Daily Thoracic Opener
The third is a daily thoracic opener. Place a tightly rolled towel or a foam roller horizontally across your upper back at the level of your shoulder blades. Gently allow your upper back to extend over it for one to two minutes, supporting your head with your hands if needed. This works against the thoracic flexion pattern that daily life and neurological conditions both promote. Even modest gains in thoracic extension have been shown to improve respiratory function, reduce neck pain, and support more upright walking posture.

The Bottom Line
Posture is not cosmetic. It is functional. It determines how efficiently you breathe, how safely you walk, how much energy you spend staying upright, and how much margin you have when something unexpected happens. For anyone managing a condition that is already working against the body's ability to hold itself up, posture is not optional maintenance. It is part of the clinical picture.
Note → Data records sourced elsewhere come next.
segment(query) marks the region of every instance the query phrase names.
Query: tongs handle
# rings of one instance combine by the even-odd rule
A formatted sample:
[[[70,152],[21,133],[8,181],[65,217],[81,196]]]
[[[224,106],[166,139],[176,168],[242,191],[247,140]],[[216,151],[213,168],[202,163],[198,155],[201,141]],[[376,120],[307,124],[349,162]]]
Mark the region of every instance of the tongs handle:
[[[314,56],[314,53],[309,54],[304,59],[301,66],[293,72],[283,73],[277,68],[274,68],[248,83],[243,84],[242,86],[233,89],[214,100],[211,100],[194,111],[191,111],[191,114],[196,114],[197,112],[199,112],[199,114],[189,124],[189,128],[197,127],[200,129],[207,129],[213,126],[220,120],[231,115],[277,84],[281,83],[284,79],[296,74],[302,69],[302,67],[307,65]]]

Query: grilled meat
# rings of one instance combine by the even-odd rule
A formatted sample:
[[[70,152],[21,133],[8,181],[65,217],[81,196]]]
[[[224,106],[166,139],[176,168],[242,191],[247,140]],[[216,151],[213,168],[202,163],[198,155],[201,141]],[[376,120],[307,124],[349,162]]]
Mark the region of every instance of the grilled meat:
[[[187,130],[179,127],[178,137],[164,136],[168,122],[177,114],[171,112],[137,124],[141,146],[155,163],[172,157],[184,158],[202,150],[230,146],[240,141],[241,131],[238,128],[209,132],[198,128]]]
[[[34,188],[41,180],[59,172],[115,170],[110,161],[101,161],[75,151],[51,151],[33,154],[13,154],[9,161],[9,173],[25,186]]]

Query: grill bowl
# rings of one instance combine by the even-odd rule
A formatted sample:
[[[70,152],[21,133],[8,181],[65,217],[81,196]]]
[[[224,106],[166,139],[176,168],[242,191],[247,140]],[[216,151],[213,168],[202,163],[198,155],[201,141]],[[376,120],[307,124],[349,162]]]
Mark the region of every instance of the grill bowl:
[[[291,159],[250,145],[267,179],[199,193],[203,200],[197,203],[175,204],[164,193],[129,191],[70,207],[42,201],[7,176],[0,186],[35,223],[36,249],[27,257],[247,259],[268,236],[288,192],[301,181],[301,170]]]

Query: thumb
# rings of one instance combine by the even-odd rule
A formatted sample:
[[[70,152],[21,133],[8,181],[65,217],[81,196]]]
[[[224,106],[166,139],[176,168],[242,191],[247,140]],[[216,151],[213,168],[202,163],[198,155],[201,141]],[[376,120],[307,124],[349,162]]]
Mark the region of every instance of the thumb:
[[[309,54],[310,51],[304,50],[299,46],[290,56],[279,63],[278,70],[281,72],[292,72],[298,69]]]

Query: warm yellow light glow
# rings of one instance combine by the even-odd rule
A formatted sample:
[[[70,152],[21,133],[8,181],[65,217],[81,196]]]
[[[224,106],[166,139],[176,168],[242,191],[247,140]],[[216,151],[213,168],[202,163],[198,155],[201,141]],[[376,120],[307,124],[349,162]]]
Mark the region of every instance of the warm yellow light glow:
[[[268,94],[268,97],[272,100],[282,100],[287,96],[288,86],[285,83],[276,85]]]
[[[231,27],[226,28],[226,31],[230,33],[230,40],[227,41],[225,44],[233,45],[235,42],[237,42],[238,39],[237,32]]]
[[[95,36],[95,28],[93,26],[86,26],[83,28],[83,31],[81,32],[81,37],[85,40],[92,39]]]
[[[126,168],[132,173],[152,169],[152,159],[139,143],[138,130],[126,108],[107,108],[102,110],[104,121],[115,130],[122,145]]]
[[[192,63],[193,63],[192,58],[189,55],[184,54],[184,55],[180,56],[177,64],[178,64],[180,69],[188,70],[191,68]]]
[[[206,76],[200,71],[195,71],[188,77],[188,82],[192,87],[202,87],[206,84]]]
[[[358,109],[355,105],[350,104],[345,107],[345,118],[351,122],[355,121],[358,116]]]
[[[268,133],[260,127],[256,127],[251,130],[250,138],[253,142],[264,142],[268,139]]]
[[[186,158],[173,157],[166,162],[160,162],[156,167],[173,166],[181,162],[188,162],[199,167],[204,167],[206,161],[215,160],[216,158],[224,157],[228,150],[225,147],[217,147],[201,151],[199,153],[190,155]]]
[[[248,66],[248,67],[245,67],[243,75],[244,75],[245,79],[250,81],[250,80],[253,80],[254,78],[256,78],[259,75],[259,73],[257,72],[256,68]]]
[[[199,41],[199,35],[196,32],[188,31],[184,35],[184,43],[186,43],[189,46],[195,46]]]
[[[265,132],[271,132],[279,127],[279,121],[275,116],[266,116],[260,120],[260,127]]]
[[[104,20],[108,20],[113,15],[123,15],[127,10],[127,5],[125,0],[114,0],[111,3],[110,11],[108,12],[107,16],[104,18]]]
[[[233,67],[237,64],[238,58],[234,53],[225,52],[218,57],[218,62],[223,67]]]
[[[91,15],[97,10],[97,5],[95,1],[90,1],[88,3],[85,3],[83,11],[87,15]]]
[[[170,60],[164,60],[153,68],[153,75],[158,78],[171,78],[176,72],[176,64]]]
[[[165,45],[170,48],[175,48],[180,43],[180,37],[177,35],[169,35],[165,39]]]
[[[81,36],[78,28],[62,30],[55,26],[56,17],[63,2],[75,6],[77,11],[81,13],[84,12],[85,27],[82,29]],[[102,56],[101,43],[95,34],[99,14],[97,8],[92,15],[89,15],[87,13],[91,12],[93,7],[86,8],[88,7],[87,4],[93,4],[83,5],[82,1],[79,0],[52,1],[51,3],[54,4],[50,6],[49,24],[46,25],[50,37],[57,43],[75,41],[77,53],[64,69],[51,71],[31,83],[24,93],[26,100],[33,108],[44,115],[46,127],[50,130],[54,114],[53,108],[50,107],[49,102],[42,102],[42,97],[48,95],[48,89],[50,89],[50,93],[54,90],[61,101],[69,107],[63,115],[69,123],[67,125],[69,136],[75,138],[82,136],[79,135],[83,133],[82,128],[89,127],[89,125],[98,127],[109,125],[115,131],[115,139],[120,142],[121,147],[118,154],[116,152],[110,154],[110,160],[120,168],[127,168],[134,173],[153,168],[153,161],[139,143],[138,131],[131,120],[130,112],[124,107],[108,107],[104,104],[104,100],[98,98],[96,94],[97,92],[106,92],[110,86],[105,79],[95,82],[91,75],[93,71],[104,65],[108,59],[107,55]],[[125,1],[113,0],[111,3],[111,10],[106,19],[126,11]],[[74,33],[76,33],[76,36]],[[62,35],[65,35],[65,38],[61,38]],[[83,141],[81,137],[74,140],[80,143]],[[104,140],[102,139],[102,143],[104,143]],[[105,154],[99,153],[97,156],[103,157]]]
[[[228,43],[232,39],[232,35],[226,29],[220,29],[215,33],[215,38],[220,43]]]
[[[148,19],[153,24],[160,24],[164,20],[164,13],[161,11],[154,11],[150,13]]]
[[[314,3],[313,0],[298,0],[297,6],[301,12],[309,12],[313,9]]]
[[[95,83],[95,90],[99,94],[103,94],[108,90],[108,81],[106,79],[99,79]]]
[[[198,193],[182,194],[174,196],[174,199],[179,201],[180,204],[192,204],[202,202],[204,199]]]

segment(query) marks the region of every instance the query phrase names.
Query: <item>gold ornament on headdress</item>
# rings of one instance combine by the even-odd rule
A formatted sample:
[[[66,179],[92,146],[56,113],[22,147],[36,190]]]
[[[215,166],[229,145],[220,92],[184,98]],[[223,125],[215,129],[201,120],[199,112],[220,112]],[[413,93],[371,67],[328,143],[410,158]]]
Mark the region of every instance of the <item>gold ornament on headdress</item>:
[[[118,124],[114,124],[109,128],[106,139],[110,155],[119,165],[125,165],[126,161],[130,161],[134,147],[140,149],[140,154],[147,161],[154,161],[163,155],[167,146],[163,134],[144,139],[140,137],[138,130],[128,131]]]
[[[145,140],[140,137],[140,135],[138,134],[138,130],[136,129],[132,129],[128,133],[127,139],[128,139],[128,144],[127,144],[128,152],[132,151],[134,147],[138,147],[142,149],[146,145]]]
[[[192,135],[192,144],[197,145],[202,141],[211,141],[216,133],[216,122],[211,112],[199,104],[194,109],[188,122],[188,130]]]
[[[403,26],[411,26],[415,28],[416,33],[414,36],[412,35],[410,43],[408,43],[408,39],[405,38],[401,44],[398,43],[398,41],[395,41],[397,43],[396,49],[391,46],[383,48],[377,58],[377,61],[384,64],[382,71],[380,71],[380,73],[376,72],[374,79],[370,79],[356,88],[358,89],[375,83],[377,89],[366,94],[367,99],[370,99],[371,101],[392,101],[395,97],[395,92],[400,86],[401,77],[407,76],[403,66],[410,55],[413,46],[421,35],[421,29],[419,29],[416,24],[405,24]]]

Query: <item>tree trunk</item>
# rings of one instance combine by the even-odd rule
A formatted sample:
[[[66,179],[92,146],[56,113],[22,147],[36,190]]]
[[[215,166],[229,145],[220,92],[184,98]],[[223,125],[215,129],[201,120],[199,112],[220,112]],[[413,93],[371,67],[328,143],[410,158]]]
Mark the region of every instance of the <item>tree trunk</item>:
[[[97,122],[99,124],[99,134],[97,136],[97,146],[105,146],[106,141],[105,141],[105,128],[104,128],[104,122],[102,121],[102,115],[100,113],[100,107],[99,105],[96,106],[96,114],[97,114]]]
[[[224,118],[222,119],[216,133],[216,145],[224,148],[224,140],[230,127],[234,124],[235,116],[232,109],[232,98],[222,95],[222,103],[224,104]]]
The good news is that the nervous system responds to input. Consistent, targeted postural work moves the needle. It will not reverse the underlying condition, but it can meaningfully slow the functional decline that poor posture accelerates, and that is worth fighting for.
If you want help figuring out what this looks like for your specific situation, that is exactly what I do. A discovery call is a good place to start.
These exercises are intended for general education and should only be performed if you feel safe, steady, and comfortable doing them. Stop if you experience pain, dizziness, shortness of breath beyond what is typical for you, lightheadedness, numbness, increased symptoms, or any feeling that something is not right.
Use a sturdy surface nearby for support, move slowly, and avoid pushing into pain or extreme positions. If you have a history of falls, osteoporosis, spinal precautions, recent surgery, significant balance concerns, breathing issues, or a medical condition that affects your safety with exercise, please check with your physical therapist, physician, or qualified healthcare provider before trying these movements.
These exercises are not a substitute for individualized medical advice or physical therapy care. Your body, symptoms, and safety needs are unique.